A large deviation principle for networks of rate neurons with correlated synaptic weights

TL;DR

This paper establishes a large deviation principle for the asymptotic behavior of large networks of correlated rate neurons, characterizing the limiting distribution and its properties, with implications for neuroscience modeling.

Contribution

It introduces a novel large deviation framework for networks with correlated Gaussian synaptic weights, providing a detailed characterization of the limit law.

Findings

The empirical measure satisfies a large deviation principle with a unique global minimum.

The limit measure is characterized as the image of a stationary Gaussian measure.

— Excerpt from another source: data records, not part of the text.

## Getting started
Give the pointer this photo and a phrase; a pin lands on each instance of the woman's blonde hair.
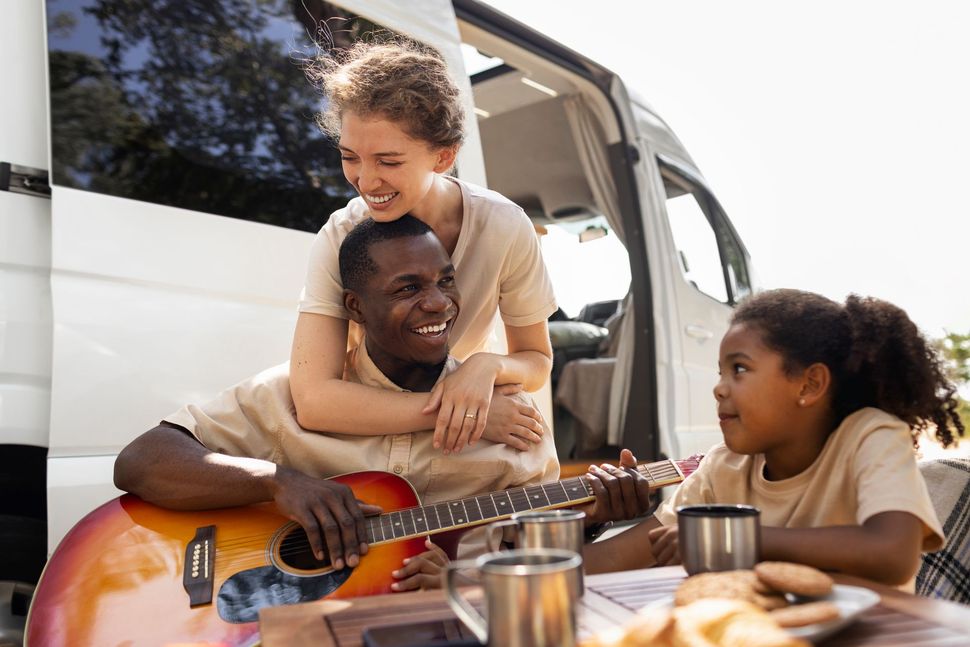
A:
(395, 79)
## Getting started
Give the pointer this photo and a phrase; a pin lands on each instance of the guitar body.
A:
(131, 573)
(117, 577)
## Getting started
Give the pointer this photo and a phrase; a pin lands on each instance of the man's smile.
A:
(432, 330)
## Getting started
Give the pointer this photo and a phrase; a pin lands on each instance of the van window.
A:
(709, 254)
(205, 109)
(587, 263)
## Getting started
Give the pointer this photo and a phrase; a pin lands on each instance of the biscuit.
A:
(799, 615)
(799, 579)
(771, 601)
(733, 585)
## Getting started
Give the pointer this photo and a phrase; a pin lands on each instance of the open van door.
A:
(558, 137)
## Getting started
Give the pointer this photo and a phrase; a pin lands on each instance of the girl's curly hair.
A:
(876, 355)
(396, 79)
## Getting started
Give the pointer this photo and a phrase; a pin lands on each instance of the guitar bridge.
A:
(198, 568)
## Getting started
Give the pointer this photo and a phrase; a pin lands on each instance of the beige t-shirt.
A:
(866, 467)
(257, 419)
(498, 268)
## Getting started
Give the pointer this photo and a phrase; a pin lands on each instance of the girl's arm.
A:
(886, 548)
(325, 402)
(469, 389)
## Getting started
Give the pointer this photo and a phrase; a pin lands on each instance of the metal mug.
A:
(530, 597)
(541, 529)
(718, 537)
(565, 529)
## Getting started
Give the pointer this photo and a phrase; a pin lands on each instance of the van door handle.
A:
(698, 332)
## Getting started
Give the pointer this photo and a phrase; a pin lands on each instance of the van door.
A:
(710, 274)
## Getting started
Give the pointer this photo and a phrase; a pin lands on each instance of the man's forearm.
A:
(169, 468)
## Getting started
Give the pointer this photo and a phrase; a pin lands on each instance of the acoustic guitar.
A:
(131, 573)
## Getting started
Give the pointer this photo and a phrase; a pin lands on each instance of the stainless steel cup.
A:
(718, 537)
(563, 529)
(541, 529)
(530, 597)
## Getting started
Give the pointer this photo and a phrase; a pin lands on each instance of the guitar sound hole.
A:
(296, 553)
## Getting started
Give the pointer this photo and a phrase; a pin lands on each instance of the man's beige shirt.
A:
(866, 467)
(257, 419)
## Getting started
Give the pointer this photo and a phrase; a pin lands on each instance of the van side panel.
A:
(153, 307)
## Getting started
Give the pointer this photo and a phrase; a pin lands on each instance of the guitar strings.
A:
(374, 525)
(301, 545)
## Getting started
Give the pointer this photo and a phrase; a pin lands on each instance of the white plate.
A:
(852, 601)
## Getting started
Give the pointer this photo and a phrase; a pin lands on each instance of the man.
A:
(246, 447)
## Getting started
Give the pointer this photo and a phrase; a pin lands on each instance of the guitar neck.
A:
(493, 506)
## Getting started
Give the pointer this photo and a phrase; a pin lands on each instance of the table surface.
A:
(610, 599)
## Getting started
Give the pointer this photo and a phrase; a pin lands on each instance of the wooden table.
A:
(899, 619)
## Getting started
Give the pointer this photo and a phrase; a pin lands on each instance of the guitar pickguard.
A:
(245, 593)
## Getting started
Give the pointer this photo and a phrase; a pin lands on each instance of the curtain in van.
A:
(591, 145)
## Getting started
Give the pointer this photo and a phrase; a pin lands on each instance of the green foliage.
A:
(954, 348)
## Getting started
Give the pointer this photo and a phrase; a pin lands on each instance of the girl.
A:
(399, 121)
(820, 405)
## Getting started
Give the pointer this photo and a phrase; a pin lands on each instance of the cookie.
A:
(799, 615)
(733, 585)
(799, 579)
(772, 601)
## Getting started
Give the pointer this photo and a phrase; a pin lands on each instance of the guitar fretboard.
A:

The approach facilitates analysis of finite-size effects in neural networks.

Abstract

We study the asymptotic law of a network of interacting neurons when the number of neurons becomes infinite. Given a completely connected network of firing rate neurons in which the synaptic weights are Gaussian correlated random variables, we describe the asymptotic law of the network when the number of neurons goes to infinity. We introduce the process-level empirical measure of the trajectories of the solutions to the equations of the finite network of neurons and the averaged law (with respect to the synaptic weights) of the trajectories of the solutions to the equations of the network of neurons. The main result of this article is that the image law through the empirical measure satisfies a large deviation principle with a good rate function which is shown to have a unique global minimum. Our analysis of the rate function allows us also to characterize the limit measure as the image of a stationary Gaussian measure defined on a transformed set of trajectories. This is potentially very useful for applications in neuroscience since the Gaussian measure can be completely characterized by its mean and spectral density. It also facilitates the assessment of the probability of finite-size effects.